Бесплодные прения сами по себе сошли на нет, но чтобы это дело так не оставлять, было решено в кратчайшие сроки узнать, что такое Содом, а заодно и Гоморра. Но вот уже два года прошло, а смысла таинственных слов обиженные исправительно-трудового учреждения № 4/12-38 так и не узнали. Да и как узнаешь: начальство не спросишь, а если спросишь, такое в ответ услышишь, да только не про Гоморру, а про себя, и всё обидное, у сектантов один ответ – тык и брык, а на фашистов и смотреть страшно, не то что вопросы им задавать.
Это Шиш первым назвал монахов фашистами, и сразу всё на свои места встало, вся пирамида ветерковского мирозданья выстроилась: наверху фашисты, под ними сектанты, сбоку оглашенные и в самом низу все остальные. Хозяин в данной системе координат отсутствовал, он был выше, как, примерно, солнце, которое даже в долгую зимнюю ночь на небе незримо присутствует, небесным парадом правя. И для себя обиженные места в той системе не искали, потому что если Хозяин – солнце, то они вроде как луна со звездами, их ведь тоже днем как будто нет, а на самом деле есть, и еще как есть, это им воочию известно – со звездами у обиженных свои особые отношения однажды сложились.

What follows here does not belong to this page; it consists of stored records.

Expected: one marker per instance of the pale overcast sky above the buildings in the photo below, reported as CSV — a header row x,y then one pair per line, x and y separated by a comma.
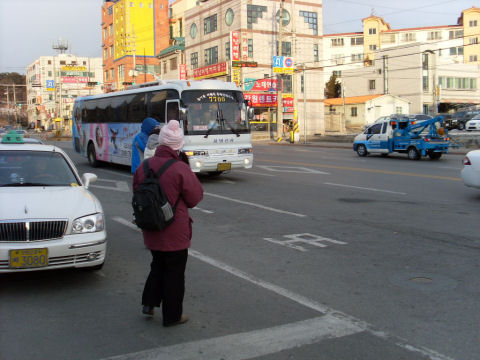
x,y
28,28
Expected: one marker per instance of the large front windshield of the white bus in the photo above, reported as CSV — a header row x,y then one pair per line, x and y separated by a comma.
x,y
215,112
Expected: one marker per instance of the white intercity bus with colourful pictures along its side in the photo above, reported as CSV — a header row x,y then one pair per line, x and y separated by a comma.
x,y
213,114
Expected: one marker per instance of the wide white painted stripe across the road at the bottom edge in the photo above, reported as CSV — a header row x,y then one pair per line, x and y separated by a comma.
x,y
252,344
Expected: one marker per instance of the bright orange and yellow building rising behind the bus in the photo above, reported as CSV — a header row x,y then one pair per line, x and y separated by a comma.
x,y
133,33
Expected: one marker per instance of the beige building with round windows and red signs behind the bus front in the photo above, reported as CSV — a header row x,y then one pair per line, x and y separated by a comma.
x,y
237,41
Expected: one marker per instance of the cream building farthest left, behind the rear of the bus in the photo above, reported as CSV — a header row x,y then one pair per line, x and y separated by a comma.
x,y
53,83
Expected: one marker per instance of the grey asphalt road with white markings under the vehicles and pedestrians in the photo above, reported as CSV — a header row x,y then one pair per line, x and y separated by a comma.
x,y
315,253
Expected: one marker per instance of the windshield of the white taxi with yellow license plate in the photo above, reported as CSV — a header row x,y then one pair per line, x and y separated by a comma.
x,y
35,168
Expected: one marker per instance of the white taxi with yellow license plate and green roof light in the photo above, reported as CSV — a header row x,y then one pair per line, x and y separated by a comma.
x,y
48,218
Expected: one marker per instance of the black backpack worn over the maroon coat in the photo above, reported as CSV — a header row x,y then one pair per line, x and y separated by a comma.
x,y
151,208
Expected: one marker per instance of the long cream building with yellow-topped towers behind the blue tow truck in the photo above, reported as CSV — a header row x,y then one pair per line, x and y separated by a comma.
x,y
450,49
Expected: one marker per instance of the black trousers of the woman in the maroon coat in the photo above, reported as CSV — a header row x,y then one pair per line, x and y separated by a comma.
x,y
166,283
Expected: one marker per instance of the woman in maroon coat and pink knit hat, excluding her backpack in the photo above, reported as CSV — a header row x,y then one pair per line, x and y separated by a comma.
x,y
165,284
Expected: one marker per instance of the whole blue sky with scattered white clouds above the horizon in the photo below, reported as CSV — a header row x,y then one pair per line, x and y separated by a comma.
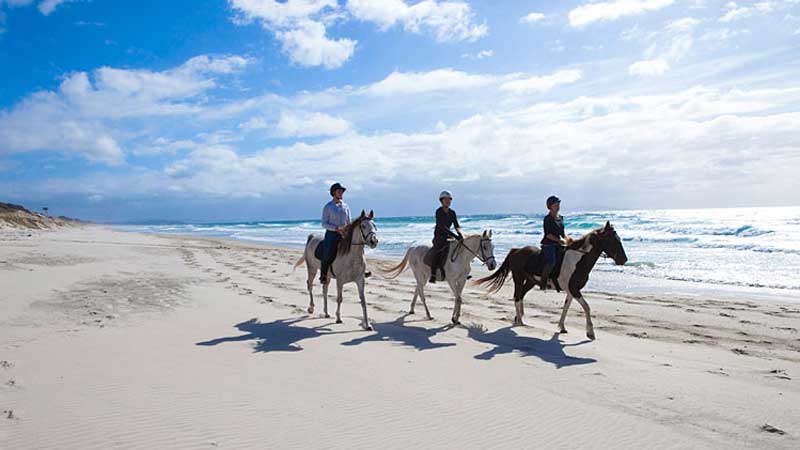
x,y
214,110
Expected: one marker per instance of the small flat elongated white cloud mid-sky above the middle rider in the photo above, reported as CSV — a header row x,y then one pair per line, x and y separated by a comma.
x,y
401,83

Никому не дано видеть их днем, а обиженные видели!
Как дело-то было…
Хозяин находился в отпуске, в сочинском санатории "Щит и меч", от служебных дел удалившись, законно отдыхал, а те, кто его замещал, решили выслужиться и построить к его возвращению персональный дальняк – чтобы только Хозяин его посещал и больше никто – негоже, мол, орлу на одной жердочке с птицами помельче сидеть. Такой отгрохали, что хоть интуристов завози. С виду небольшой, полутораместный, модель "Теремок", но если называть вещи своими именами – дворец! А наверху орел двуглавый – символ новой российской государственности. Очко лучшие мастера вырезали по специальным лекалам, на такое очко человек сядет и по своей воле уже не слезет, только силой можно стащить. И строгали, и шлифовали, и лачили, и красили – вся столярка на ушах стояла, выполняя данный спецзаказ. Но главное в дальняке все же не очко, а то, что под ним, – выгребная яма, а это уже их, обиженных, талант, их единственное жизненное призвание. "Бери больше, кидай дальше" – не пустые это слова, нет, не пустые!
Законно и демократически выбранного бригадира в 21-м отряде в те далекие времена не было: Дед уже умер, а Жил еще не родился – не опустился то есть, – отсюда безвластие, а где безвластие, там и бестолковщина. "Как рыть?" – спросили заказчика, и получили уклончивый ответ: "Глубоко". – "Как глубоко?" – предложили уточнить обиженные землекопы, и вновь получили неопределенный ответ: "Чем глубже, тем лучше".